Background

Pneumonia is an acute infection of the lung parenchyma by one or more pathogens, such as viruses, bacteria, and mycoplasma [1]. According to the World Health Organization (WHO), the incidence in children under five is evaluated to be 0.05 episodes per child-year in developed countries and 0.29 episodes per child-year in developing countries. This means there are about 151 million new cases in children that occur annually in developing countries, including 21 million in China [2]. Community-acquired pneumonia (CAP) has high morbidity and mortality rates in both developed and developing countries [3]. It is reported that pneumonia and preterm birth complications are the principal causes of death in children under five [4].

Viruses, bacteria, and mycoplasma are the common etiologies of pneumonia, but they need different medications and treatments. Viral pneumonia is treated with supportive care, bacterial pneumonia requires immediate antibiotic therapy (Penicillin G and amoxicillin), and macrolides are often used in the treatment of mycoplasma pneumonia. The empirical use of antibiotics remains fundamental to the treatment of pneumonia [5]. Untimely diagnosis of pathogens can lead to overuse of antibiotics and the formation of drug resistance [6, 7]. Delayed diagnosis increases the risk of irreversible damage to the patient’s respiratory system. Therefore, accurate and timely diagnosis is the key to ensuring the most effective treatment.

In clinical practice, most diagnoses of CAP are based on radiology, clinical signs, and symptoms. In most patients with respiratory symptoms, a chest radiograph is the first choice [8]; it is also considered as the clinical reference standard for pneumonia [9]. C-reactive protein (CRP) and white blood cell (WBC) count are the most commonly used markers of inflammation in clinical practice, which are used to evaluate children suspected of pneumonia [10, 11]. However, the diagnostic challenge of childhood CAP is that although clinical symptoms and inflammatory markers and radiological signs are indicative of pathogens [12,13,14], pneumonia pathogens cannot be reliably distinguished [3, 5, 15,16,17,18]. Sputum culture, multiplex polymerase chain reaction, or specific mycoplasma antibody tests can diagnose pneumonia [19, 20] but have some limitations.

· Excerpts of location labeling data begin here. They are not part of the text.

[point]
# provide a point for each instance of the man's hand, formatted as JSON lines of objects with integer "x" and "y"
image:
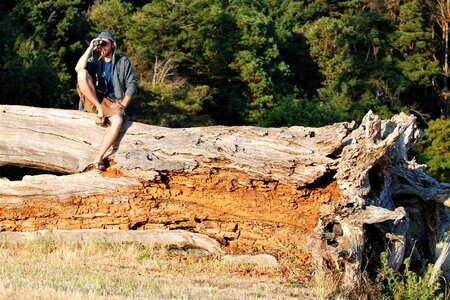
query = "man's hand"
{"x": 119, "y": 106}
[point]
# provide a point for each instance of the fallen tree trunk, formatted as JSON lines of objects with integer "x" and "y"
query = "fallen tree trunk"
{"x": 337, "y": 195}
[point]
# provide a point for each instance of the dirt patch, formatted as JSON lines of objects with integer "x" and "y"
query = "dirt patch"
{"x": 244, "y": 214}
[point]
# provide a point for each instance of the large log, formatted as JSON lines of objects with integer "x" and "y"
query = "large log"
{"x": 319, "y": 194}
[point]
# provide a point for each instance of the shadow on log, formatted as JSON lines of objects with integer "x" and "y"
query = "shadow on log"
{"x": 334, "y": 197}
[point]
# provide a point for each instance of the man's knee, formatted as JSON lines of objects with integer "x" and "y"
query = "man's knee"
{"x": 116, "y": 121}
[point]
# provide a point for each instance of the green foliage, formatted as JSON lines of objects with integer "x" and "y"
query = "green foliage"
{"x": 407, "y": 286}
{"x": 304, "y": 112}
{"x": 434, "y": 149}
{"x": 171, "y": 106}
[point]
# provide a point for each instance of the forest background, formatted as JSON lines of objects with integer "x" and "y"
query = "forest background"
{"x": 244, "y": 62}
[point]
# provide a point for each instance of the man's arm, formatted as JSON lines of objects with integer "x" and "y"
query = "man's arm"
{"x": 82, "y": 62}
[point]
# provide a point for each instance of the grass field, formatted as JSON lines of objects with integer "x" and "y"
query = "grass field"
{"x": 46, "y": 269}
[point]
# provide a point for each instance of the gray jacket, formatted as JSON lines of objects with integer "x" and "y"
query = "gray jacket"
{"x": 124, "y": 81}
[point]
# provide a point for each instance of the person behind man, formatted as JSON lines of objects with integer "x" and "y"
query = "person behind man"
{"x": 105, "y": 83}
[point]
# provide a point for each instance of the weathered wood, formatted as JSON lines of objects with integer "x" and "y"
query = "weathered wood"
{"x": 316, "y": 193}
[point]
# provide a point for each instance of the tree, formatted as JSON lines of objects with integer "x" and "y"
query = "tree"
{"x": 434, "y": 149}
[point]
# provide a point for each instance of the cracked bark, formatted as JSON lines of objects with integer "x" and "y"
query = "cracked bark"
{"x": 316, "y": 193}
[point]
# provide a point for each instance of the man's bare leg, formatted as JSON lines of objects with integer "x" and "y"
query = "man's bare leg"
{"x": 110, "y": 136}
{"x": 86, "y": 86}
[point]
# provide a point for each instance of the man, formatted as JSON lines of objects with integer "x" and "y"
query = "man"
{"x": 105, "y": 84}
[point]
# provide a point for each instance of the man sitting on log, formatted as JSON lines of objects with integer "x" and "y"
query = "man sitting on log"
{"x": 105, "y": 83}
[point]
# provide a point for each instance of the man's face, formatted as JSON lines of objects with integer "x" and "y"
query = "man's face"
{"x": 106, "y": 49}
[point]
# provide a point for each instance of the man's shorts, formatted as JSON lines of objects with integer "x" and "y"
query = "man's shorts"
{"x": 106, "y": 102}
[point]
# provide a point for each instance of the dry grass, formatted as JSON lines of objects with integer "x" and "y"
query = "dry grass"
{"x": 47, "y": 269}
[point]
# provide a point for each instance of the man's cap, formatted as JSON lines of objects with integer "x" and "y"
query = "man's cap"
{"x": 107, "y": 35}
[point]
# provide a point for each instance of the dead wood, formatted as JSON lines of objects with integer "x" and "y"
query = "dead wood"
{"x": 320, "y": 194}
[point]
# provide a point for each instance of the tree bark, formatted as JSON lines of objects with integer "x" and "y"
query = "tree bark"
{"x": 317, "y": 194}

To assist pediatricians and improve their diagnostic performance, computer-aided diagnostic systems, e.g., deep learning or radiomics, have been increasingly utilized in radiology and medical image analysis [21,22,23,24]. Recently, it has been found that deep learning technology combined with big data have a better detection effect in chest image diagnosis [25,26,27], including detecting the presence and detection of pneumonia [28, 29], emphysema and quantification [30], and pneumothorax [31, 32].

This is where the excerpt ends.